Though not as small as the Mom & Pop shops in outlying areas with sparser Asian populations, HK Market is smaller in comparison to the big, fancy, spacioous mega modern Asian supermarkets. It is tucked away in the corner of the plaza, cramped in size, even more so because products are virtually spilling over into the aisles, and it always crowded with fussy, cranky, busy people angrily squeezing past each other with carts that are inevitably squeaky, rusty, and badly in need of new wheels.

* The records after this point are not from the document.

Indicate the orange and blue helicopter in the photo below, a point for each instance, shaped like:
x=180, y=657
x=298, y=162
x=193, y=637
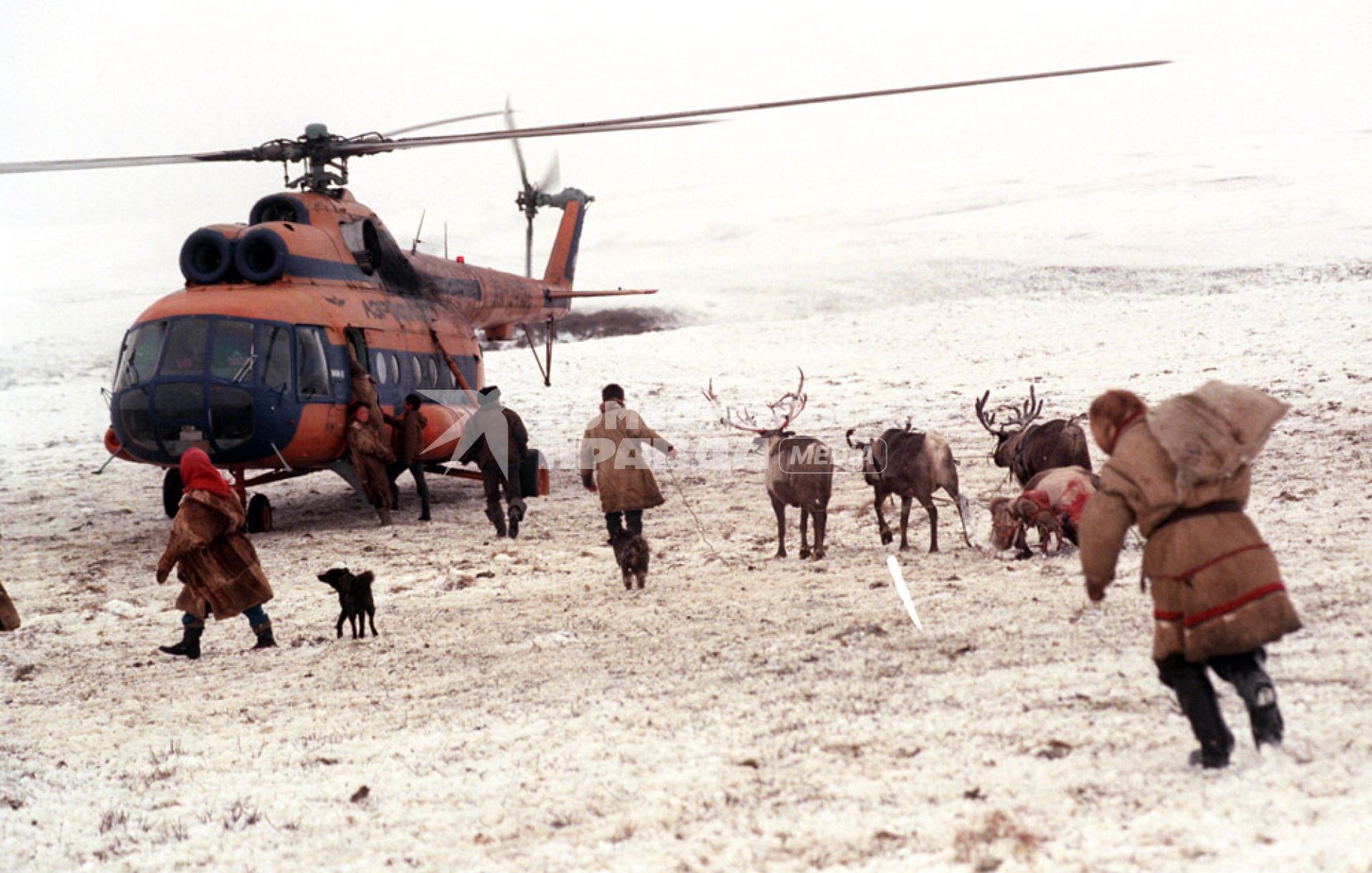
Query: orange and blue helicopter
x=252, y=359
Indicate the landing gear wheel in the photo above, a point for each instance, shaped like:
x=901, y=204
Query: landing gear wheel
x=172, y=489
x=259, y=515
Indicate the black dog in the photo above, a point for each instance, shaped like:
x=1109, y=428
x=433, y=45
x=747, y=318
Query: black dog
x=354, y=598
x=632, y=553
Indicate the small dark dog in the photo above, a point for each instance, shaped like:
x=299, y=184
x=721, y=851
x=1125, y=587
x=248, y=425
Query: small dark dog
x=632, y=553
x=354, y=598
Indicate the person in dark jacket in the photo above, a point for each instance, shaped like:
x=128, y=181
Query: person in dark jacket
x=1182, y=474
x=217, y=566
x=408, y=444
x=496, y=440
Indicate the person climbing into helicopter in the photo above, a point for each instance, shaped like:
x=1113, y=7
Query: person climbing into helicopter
x=217, y=566
x=496, y=440
x=408, y=443
x=612, y=463
x=369, y=456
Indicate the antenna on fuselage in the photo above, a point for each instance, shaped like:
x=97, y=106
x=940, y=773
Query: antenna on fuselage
x=414, y=246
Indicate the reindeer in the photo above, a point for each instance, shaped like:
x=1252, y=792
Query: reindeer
x=1051, y=503
x=800, y=470
x=1027, y=448
x=914, y=465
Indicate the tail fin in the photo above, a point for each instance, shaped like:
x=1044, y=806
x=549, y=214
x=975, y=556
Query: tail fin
x=562, y=262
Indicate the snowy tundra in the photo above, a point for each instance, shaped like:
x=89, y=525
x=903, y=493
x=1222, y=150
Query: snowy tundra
x=522, y=710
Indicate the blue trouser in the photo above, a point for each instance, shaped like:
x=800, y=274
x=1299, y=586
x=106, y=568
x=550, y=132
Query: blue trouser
x=256, y=616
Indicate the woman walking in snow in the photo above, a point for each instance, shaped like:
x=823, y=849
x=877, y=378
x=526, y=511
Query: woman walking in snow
x=217, y=566
x=1182, y=474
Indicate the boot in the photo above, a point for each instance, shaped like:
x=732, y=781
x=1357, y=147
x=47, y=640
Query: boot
x=1202, y=710
x=265, y=638
x=493, y=513
x=1256, y=688
x=189, y=646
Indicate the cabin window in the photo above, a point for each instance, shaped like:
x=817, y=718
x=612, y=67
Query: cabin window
x=232, y=353
x=139, y=357
x=312, y=365
x=186, y=347
x=276, y=365
x=134, y=416
x=177, y=401
x=231, y=416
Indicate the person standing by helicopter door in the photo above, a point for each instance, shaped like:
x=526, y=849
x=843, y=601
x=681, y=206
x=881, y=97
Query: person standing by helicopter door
x=497, y=441
x=369, y=456
x=408, y=444
x=217, y=566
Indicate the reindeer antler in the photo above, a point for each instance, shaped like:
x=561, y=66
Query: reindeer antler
x=1027, y=412
x=726, y=413
x=795, y=403
x=988, y=419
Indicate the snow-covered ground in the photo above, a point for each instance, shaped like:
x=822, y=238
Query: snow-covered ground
x=522, y=711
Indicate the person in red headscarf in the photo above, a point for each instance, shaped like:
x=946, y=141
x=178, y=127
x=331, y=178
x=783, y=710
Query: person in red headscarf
x=217, y=566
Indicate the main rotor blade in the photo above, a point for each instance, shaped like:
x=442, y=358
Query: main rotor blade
x=101, y=164
x=519, y=154
x=352, y=150
x=289, y=150
x=444, y=121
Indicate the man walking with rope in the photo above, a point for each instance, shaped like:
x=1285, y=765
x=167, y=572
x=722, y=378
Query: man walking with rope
x=614, y=463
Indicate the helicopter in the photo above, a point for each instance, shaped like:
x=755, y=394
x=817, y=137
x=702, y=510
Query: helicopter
x=252, y=359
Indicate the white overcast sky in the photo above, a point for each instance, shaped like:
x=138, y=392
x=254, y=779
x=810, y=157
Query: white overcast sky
x=83, y=80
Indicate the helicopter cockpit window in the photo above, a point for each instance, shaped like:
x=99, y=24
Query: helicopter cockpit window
x=232, y=353
x=276, y=365
x=186, y=347
x=312, y=370
x=360, y=238
x=139, y=357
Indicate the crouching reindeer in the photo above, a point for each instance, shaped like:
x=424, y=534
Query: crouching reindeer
x=1029, y=449
x=911, y=464
x=800, y=470
x=1051, y=504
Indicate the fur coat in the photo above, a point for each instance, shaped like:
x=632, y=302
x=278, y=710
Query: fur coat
x=614, y=449
x=217, y=566
x=1216, y=585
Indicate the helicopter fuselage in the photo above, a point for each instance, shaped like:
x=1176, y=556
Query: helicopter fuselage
x=252, y=360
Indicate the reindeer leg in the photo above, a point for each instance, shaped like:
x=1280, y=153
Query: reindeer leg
x=928, y=503
x=962, y=513
x=881, y=519
x=780, y=508
x=905, y=522
x=1023, y=549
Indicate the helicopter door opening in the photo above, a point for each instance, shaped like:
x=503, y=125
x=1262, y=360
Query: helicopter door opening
x=357, y=342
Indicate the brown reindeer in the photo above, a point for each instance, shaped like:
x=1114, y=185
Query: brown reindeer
x=914, y=465
x=800, y=470
x=1029, y=449
x=1051, y=503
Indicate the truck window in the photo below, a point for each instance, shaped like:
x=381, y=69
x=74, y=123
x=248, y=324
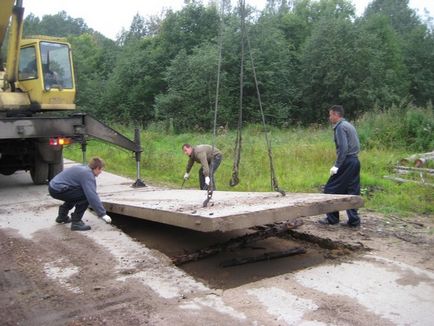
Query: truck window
x=56, y=65
x=27, y=64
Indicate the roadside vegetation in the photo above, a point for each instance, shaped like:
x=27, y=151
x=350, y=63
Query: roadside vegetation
x=302, y=158
x=161, y=75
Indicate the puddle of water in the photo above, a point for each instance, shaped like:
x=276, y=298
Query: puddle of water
x=174, y=241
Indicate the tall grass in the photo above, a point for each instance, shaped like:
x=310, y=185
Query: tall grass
x=302, y=158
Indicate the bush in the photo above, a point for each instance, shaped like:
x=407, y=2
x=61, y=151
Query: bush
x=404, y=127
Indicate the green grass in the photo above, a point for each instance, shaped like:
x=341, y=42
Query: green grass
x=302, y=159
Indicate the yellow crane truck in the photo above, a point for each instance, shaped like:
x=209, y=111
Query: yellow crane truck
x=37, y=88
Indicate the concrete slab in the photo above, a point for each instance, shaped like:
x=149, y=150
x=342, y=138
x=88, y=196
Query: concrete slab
x=226, y=211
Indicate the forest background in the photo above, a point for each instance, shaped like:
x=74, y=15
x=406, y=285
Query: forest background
x=161, y=75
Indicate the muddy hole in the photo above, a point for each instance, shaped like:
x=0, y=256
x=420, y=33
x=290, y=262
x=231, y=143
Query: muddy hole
x=174, y=242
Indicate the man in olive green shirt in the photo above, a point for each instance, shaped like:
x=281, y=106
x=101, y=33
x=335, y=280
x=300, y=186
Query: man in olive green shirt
x=210, y=159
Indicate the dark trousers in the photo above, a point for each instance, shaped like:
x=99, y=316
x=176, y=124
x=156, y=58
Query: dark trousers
x=74, y=197
x=345, y=182
x=212, y=168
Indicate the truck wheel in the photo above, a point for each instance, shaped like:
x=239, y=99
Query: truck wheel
x=39, y=171
x=54, y=169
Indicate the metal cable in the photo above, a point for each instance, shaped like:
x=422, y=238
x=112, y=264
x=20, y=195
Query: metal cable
x=274, y=184
x=237, y=150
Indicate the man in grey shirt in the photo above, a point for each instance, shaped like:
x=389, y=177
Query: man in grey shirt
x=76, y=186
x=345, y=173
x=209, y=157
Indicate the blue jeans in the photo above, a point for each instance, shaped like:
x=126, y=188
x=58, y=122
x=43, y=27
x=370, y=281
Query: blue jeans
x=345, y=182
x=73, y=197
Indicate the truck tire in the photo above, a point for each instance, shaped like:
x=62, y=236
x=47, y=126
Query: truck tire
x=39, y=171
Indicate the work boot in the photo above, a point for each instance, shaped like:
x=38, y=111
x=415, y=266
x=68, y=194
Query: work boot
x=79, y=226
x=64, y=220
x=63, y=216
x=326, y=221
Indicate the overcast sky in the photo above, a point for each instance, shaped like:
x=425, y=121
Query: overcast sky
x=109, y=17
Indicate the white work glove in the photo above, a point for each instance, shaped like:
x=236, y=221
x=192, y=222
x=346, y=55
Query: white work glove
x=334, y=170
x=107, y=219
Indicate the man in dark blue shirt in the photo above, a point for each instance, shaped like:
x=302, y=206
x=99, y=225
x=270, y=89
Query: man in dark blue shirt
x=345, y=173
x=76, y=186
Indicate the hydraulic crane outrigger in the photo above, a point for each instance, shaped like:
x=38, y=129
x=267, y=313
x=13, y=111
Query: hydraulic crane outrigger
x=36, y=85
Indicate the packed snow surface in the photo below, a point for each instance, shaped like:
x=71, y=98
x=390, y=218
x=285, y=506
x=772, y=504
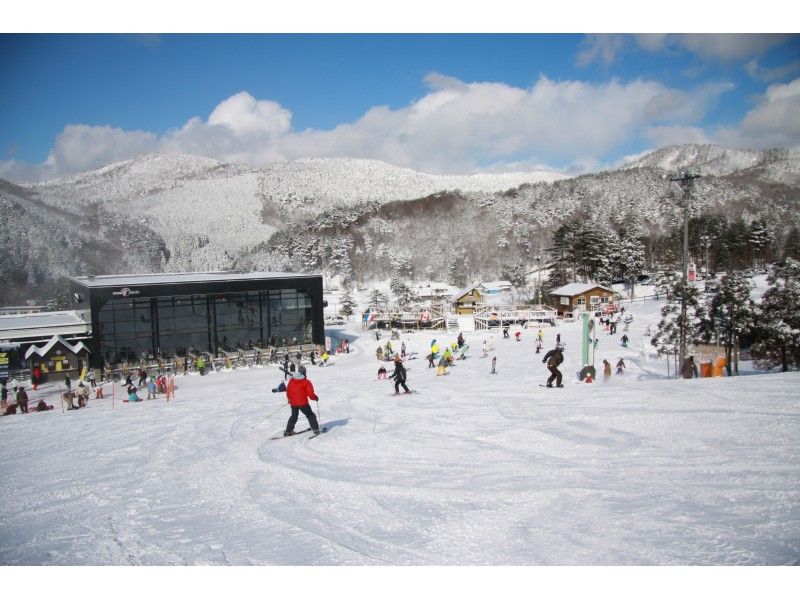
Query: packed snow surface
x=472, y=469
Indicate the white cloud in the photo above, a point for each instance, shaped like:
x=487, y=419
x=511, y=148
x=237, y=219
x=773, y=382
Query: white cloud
x=243, y=114
x=756, y=71
x=600, y=47
x=720, y=47
x=85, y=147
x=456, y=127
x=773, y=122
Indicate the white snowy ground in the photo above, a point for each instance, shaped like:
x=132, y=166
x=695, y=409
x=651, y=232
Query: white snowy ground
x=473, y=469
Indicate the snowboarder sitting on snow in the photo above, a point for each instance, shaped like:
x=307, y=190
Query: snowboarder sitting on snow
x=448, y=356
x=689, y=368
x=606, y=370
x=553, y=359
x=132, y=396
x=298, y=392
x=22, y=399
x=399, y=375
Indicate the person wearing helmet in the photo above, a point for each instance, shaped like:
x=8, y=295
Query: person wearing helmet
x=399, y=376
x=553, y=359
x=299, y=391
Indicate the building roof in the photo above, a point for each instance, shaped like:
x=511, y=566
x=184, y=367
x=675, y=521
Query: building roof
x=41, y=351
x=464, y=291
x=577, y=288
x=496, y=284
x=44, y=319
x=120, y=280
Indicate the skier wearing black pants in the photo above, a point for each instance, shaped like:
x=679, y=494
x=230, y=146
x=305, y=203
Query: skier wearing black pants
x=399, y=376
x=553, y=359
x=299, y=391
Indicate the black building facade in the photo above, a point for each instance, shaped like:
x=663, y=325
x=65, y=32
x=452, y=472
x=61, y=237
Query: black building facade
x=152, y=315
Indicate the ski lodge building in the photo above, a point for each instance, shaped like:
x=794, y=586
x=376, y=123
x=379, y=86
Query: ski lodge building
x=146, y=316
x=578, y=296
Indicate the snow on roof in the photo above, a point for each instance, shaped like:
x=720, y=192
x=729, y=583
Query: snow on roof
x=578, y=288
x=464, y=291
x=117, y=280
x=45, y=319
x=497, y=284
x=41, y=351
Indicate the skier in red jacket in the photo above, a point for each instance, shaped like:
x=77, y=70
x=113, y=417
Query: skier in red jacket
x=298, y=391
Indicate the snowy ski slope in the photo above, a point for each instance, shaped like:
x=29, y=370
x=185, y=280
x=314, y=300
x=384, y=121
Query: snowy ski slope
x=473, y=469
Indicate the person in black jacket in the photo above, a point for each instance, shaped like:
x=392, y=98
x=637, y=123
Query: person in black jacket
x=553, y=359
x=399, y=376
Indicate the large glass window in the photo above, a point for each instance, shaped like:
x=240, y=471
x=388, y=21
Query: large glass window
x=183, y=324
x=126, y=329
x=289, y=317
x=238, y=321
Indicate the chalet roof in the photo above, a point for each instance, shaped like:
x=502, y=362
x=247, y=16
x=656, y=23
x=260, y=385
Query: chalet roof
x=496, y=284
x=577, y=288
x=464, y=291
x=44, y=319
x=118, y=280
x=42, y=351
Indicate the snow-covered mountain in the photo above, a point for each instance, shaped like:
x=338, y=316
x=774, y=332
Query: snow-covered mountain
x=177, y=212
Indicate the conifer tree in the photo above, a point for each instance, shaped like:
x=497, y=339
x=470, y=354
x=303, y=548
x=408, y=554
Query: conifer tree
x=730, y=316
x=667, y=336
x=778, y=323
x=348, y=303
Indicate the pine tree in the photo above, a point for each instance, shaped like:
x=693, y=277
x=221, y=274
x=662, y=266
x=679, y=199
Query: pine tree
x=377, y=299
x=348, y=304
x=791, y=247
x=760, y=240
x=457, y=268
x=563, y=256
x=778, y=323
x=667, y=337
x=631, y=257
x=515, y=274
x=730, y=316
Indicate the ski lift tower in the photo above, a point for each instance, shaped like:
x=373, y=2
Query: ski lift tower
x=686, y=182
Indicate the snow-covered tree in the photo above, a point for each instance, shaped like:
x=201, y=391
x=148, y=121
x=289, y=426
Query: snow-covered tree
x=377, y=299
x=778, y=321
x=404, y=295
x=667, y=337
x=730, y=316
x=457, y=268
x=791, y=247
x=630, y=259
x=348, y=304
x=514, y=273
x=760, y=240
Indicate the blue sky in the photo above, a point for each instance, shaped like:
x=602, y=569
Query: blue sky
x=432, y=102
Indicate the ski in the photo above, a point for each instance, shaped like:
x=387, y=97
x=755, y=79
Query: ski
x=294, y=434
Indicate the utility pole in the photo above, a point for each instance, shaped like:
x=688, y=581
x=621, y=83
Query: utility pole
x=686, y=181
x=539, y=286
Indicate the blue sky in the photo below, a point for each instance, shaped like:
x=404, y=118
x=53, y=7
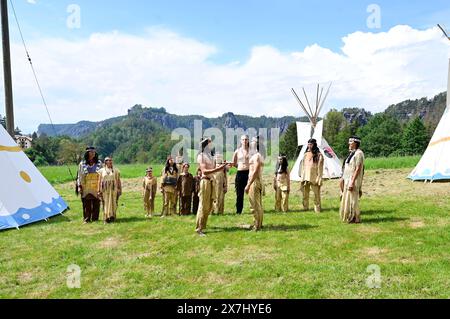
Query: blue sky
x=231, y=25
x=216, y=56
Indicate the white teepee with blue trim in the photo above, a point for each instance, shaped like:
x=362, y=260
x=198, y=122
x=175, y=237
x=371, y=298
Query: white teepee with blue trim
x=435, y=162
x=25, y=195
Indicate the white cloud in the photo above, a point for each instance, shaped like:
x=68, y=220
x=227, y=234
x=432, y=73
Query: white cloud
x=104, y=75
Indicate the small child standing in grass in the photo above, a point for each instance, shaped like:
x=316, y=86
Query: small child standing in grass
x=282, y=185
x=185, y=187
x=195, y=198
x=149, y=186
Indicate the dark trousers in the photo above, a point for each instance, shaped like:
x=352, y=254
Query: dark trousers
x=91, y=208
x=185, y=205
x=241, y=183
x=195, y=203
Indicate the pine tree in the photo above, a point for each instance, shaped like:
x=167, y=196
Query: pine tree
x=415, y=138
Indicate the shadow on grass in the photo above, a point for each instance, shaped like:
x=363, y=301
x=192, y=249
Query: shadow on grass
x=383, y=220
x=377, y=211
x=301, y=211
x=124, y=220
x=271, y=228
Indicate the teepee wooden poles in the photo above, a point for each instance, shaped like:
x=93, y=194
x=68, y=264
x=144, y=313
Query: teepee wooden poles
x=7, y=68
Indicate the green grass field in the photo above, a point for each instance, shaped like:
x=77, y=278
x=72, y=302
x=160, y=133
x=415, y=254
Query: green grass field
x=62, y=174
x=405, y=232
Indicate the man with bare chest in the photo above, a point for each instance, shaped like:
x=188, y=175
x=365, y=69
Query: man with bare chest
x=241, y=160
x=254, y=187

As a Korean person on the outside, I love the Korean market for obvious reasons - I can get all the Korean bahn chan and other prepared foods I need. But the real reason I like it is that it appeals to my "I'm not Korean" on the inside. Everything is so...weird. I am not unfamiliar with many of the rather unusual and new food products and ingredients to be found in Asian markets, but still, I always seem to find something that makes me think "Ohmigod, do Koreans really eat that?!?!" as if I had eaten nothing but peanut butter and Wonder white bread in rural Nebraska for 30 years. Yes, yes Koreans certainly do ea
t clam jerky.
What happened to American food culture in the '50s, '60s, and '70s - breeding "packaged" foods for convenience - is happenening to Korean foods. It's not as easy to do, since Korean foods are inerently labor-intensive and time consuming, but still, the Korean food comapnies are giving it their best effort, and we're not talking about instant ramen. Busy Korean moms don't have to waste time rinsing rice five times, letting it soak for an hour, then steaming it. Now we have ready-rice that is already cooked, packaged, sealed, and ready to eat after two minutes in the microwave oven. It even comes conveniently in its own bowl that you throw away. Don't have time to rush around the market looking for the ingredients for a pot of sahm gyae tahng (chicken soup)? Heck, you might not even know how to make it, but it's no problem when the whole thing is sold together in a simple package. Empty the contents into a pot, add water, and like the great Ron Popeil used to say, "set it, and forget it!"
Usually, I don't buy too many of these "other" things at the Korean market. I just go, snicker a little at things like the clam jerky, ooh and aah like a little girl over all the pretty pink tiny adorably sweets and candies, and then run off with two bags full of stinky, fermenting vegetables hugged to my chest.
I think it's about time to go visit my parents again.
** a year ago today, i couldn’t wait around forever for the love of my culinary life, so i settled for green tea risotto **
tags :: food : and drink : korean : markets : reviews : los angeles
Dwight says
Did you move home?
Sarah, you are my ume cactus, honey.
Deke Babamoto
sarah says
dwight: ume - bitter, salty, tiny wrinkled plum.
yup, that's me. ;)
and no, didn't move back home. i think my parents would rather dry up their own savings paying for me to have my own place than to allow me to move back home!
peachiee says
Why do you keep calling yourself fat, Sarah? I have seen you and you're anything but!! You west coast people have a seriously warped perception of svelteness!